July 15, 2024

Saudi Arabia Executes A Teenager – U.S. Judge Says “No Law Against Killing A Chinaman” – Cultural Evolution

International outrage swelled after the government of Saudi Arabia executed a woman who was only 17 years old when she was arrested for murder.  Rizana Nafeek, a domestic servant from Sri Lankan, was convicted of killing a four month old boy under her care.


Judge Roy Bean

Despite the pleas of human rights groups to call off the execution, Saudi justice was carried out.  The Saudi government did not release details, but the standard method of Saudi execution is beheading, a method that many consider to be gruesome.

Although there are many harsh critics of the Saudi’s method of justice, cultural evolution moves at a different pace for each country for a variety of complex reasons.  Americans may consider that our criminal justice system is infinitely more refined, and perhaps it is, but it wasn’t that long ago that America also employed arbitrary and cruel methods to meet out justice.

Perhaps the most infamous example of capricious law enforcement in America was carried out by the notorious Judge Roy Bean, who set free a man who killed a Chinese laborer because he “could find no law against killing a Chinaman.”

There are other numerous outrageous examples of Judge Roy Bean’s implementation of justice, including the following:

  • One of his first acts as a justice of the peace was to “shoot[…] up the saloon shack of a Jewish competitor”
  • As judge, Bean relied on a single lawbook, the 1879 edition of the Revised Statutes of Texas.

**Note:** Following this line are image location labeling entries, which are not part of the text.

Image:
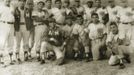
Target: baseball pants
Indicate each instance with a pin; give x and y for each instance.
(7, 37)
(39, 32)
(23, 35)
(57, 49)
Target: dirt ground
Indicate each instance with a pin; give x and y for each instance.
(71, 67)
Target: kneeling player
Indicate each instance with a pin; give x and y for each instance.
(53, 42)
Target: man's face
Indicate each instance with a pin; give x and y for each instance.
(124, 3)
(40, 5)
(95, 18)
(66, 4)
(69, 21)
(77, 3)
(58, 4)
(7, 2)
(79, 21)
(90, 4)
(51, 25)
(98, 3)
(22, 3)
(111, 3)
(114, 29)
(48, 3)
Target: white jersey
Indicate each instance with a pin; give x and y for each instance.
(6, 13)
(87, 12)
(125, 14)
(113, 12)
(58, 15)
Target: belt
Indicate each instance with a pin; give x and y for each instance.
(39, 24)
(22, 23)
(125, 22)
(7, 22)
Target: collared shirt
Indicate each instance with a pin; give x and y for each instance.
(101, 12)
(112, 37)
(48, 10)
(80, 10)
(125, 14)
(22, 19)
(113, 13)
(41, 14)
(7, 13)
(77, 29)
(87, 12)
(67, 30)
(95, 30)
(58, 14)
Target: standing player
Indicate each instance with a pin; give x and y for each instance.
(66, 6)
(40, 22)
(29, 24)
(101, 11)
(120, 52)
(21, 31)
(96, 31)
(58, 13)
(7, 28)
(125, 18)
(88, 11)
(48, 7)
(77, 36)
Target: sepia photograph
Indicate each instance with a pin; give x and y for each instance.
(66, 37)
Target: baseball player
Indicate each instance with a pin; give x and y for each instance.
(66, 6)
(77, 36)
(21, 31)
(58, 13)
(97, 34)
(7, 27)
(120, 51)
(101, 11)
(54, 42)
(48, 7)
(88, 7)
(67, 30)
(40, 22)
(112, 10)
(29, 24)
(125, 18)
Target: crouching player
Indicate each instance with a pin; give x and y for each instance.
(119, 48)
(97, 34)
(53, 41)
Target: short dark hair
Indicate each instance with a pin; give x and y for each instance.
(113, 24)
(94, 14)
(79, 16)
(48, 0)
(58, 1)
(41, 2)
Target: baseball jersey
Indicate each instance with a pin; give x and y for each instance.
(41, 15)
(58, 15)
(77, 29)
(113, 13)
(67, 30)
(87, 12)
(96, 30)
(125, 14)
(101, 12)
(7, 13)
(22, 19)
(112, 37)
(55, 37)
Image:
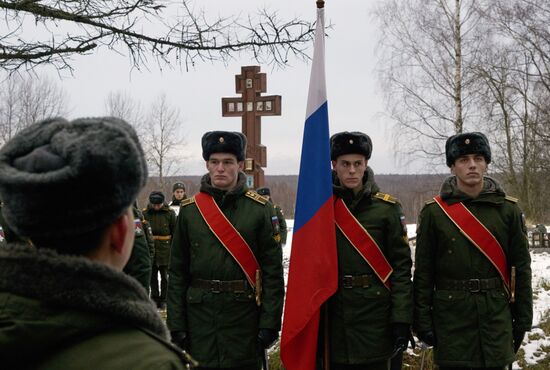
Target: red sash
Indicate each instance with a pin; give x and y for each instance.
(361, 240)
(228, 236)
(478, 234)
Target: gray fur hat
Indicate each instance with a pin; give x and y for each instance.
(350, 143)
(62, 179)
(467, 143)
(224, 142)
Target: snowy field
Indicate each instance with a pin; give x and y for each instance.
(536, 343)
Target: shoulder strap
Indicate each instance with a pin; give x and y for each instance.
(228, 236)
(478, 234)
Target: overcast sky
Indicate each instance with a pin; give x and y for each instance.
(354, 100)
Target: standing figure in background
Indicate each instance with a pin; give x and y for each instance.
(370, 315)
(226, 287)
(162, 220)
(472, 278)
(178, 195)
(140, 263)
(278, 210)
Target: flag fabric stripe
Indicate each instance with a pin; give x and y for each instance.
(313, 271)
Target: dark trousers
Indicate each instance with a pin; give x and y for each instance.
(471, 368)
(155, 296)
(380, 365)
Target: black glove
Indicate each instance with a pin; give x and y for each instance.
(266, 337)
(427, 337)
(179, 338)
(518, 338)
(401, 336)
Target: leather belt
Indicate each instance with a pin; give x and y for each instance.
(362, 281)
(471, 285)
(218, 286)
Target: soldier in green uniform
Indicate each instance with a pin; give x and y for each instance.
(162, 220)
(472, 297)
(213, 311)
(140, 263)
(370, 314)
(264, 191)
(65, 302)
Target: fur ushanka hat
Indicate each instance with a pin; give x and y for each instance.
(62, 178)
(350, 143)
(467, 143)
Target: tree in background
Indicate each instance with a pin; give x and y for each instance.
(162, 139)
(27, 99)
(427, 50)
(52, 32)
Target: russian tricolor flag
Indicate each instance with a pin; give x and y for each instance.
(313, 272)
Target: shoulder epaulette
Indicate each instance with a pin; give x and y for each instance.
(255, 196)
(511, 199)
(187, 201)
(386, 197)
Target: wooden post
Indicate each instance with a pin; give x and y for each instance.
(251, 106)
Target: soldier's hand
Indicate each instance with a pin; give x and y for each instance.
(179, 338)
(401, 333)
(427, 337)
(518, 338)
(266, 338)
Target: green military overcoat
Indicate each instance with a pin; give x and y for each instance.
(283, 231)
(67, 312)
(223, 327)
(472, 329)
(361, 317)
(163, 224)
(139, 265)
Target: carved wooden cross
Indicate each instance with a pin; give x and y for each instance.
(251, 106)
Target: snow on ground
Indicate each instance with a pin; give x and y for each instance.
(540, 265)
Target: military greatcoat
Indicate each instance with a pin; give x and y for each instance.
(472, 328)
(223, 326)
(163, 223)
(361, 316)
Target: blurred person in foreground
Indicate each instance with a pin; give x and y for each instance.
(64, 301)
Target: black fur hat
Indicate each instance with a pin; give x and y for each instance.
(467, 143)
(224, 142)
(62, 178)
(350, 143)
(263, 191)
(178, 185)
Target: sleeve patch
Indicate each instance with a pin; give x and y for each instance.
(187, 202)
(257, 197)
(386, 197)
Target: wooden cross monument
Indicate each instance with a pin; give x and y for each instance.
(251, 106)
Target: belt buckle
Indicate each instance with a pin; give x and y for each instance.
(474, 285)
(215, 286)
(347, 281)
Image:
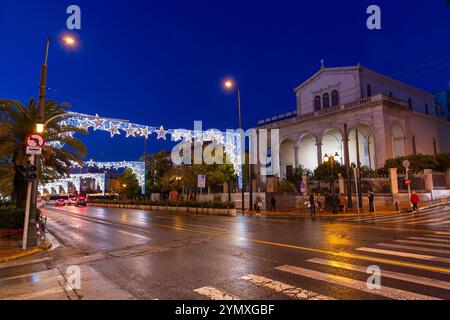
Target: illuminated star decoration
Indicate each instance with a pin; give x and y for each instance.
(161, 133)
(84, 124)
(144, 132)
(176, 135)
(114, 129)
(130, 131)
(98, 123)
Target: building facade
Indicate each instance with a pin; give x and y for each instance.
(357, 114)
(443, 102)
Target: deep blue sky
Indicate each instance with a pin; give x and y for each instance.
(162, 61)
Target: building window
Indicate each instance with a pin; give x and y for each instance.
(326, 100)
(317, 103)
(369, 90)
(335, 98)
(437, 111)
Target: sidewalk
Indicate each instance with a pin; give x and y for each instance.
(304, 212)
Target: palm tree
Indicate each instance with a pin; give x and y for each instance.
(16, 121)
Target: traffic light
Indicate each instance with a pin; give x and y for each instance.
(32, 172)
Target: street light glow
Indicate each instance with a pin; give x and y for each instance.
(39, 128)
(69, 41)
(229, 84)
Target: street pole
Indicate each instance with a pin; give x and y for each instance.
(409, 186)
(27, 211)
(347, 166)
(356, 189)
(32, 240)
(242, 148)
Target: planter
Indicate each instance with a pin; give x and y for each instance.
(168, 209)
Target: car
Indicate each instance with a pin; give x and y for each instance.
(61, 202)
(77, 201)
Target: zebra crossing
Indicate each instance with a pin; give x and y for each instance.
(437, 216)
(307, 281)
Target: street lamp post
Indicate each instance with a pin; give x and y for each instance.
(40, 119)
(229, 84)
(333, 193)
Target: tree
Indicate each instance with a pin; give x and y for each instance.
(418, 162)
(158, 165)
(323, 172)
(17, 121)
(129, 185)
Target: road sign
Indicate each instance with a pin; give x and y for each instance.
(302, 187)
(201, 181)
(34, 151)
(406, 164)
(34, 140)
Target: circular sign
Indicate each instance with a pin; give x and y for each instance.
(34, 140)
(406, 164)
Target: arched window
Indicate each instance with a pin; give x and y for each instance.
(369, 90)
(437, 111)
(326, 100)
(317, 103)
(334, 98)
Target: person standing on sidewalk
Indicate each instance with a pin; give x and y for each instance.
(312, 205)
(273, 204)
(371, 202)
(342, 203)
(415, 202)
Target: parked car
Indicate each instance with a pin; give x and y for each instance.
(78, 201)
(61, 202)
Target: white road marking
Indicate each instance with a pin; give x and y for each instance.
(287, 289)
(405, 254)
(37, 295)
(215, 294)
(430, 239)
(134, 234)
(436, 236)
(440, 223)
(385, 291)
(384, 273)
(399, 246)
(441, 245)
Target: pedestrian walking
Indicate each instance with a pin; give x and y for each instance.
(371, 202)
(415, 202)
(273, 204)
(342, 203)
(312, 205)
(328, 201)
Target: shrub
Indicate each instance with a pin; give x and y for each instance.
(167, 203)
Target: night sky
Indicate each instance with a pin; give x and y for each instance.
(161, 62)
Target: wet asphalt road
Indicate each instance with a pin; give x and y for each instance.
(166, 256)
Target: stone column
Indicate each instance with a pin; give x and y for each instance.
(394, 181)
(428, 175)
(305, 181)
(447, 178)
(341, 184)
(319, 153)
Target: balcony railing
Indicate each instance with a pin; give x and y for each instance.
(282, 120)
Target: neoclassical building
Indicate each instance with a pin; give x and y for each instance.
(355, 111)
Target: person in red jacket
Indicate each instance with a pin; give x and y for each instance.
(415, 201)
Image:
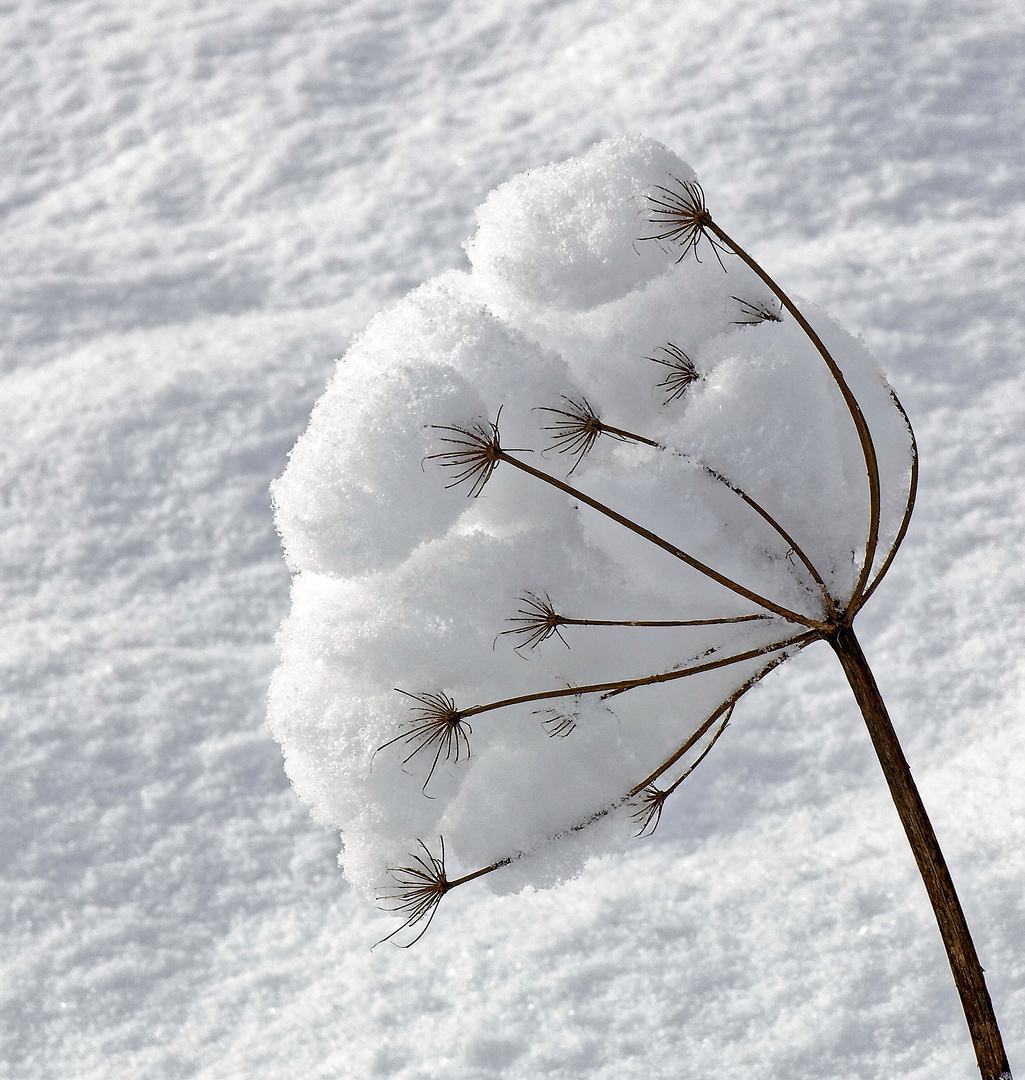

If newer lawbooks appeared, Bean used them as kindling.
  • Bean did not allow hung juries or appeals, and jurors, who were chosen from his best bar customers, were expected to buy a drink during every court recess. Bean was known for his unusual rulings. In one case, an Irishman named Paddy O’Rourke shot a Chinese laborer. A mob of 200 angry Irishmen surrounded the courtroom and threatened to lynch Bean if O’Rourke was not freed. After looking through his law book, Bean ruled that “homicide was the killing of a human being; however, he could find no law against killing a Chinaman”. Bean dismissed the case.
  • Langtry did not have a jail, so all cases were settled by fines. Bean refused to send the state any part of the fines, but instead kept all of the money. In most cases, the fines were made for the exact amount in the accused’s pockets.

Violations of human rights continue on a large scale in many countries across the globe with no end in sight. The evolution of the human spirit over mankind’s short history has unfortunately proceeded at a glacial pace.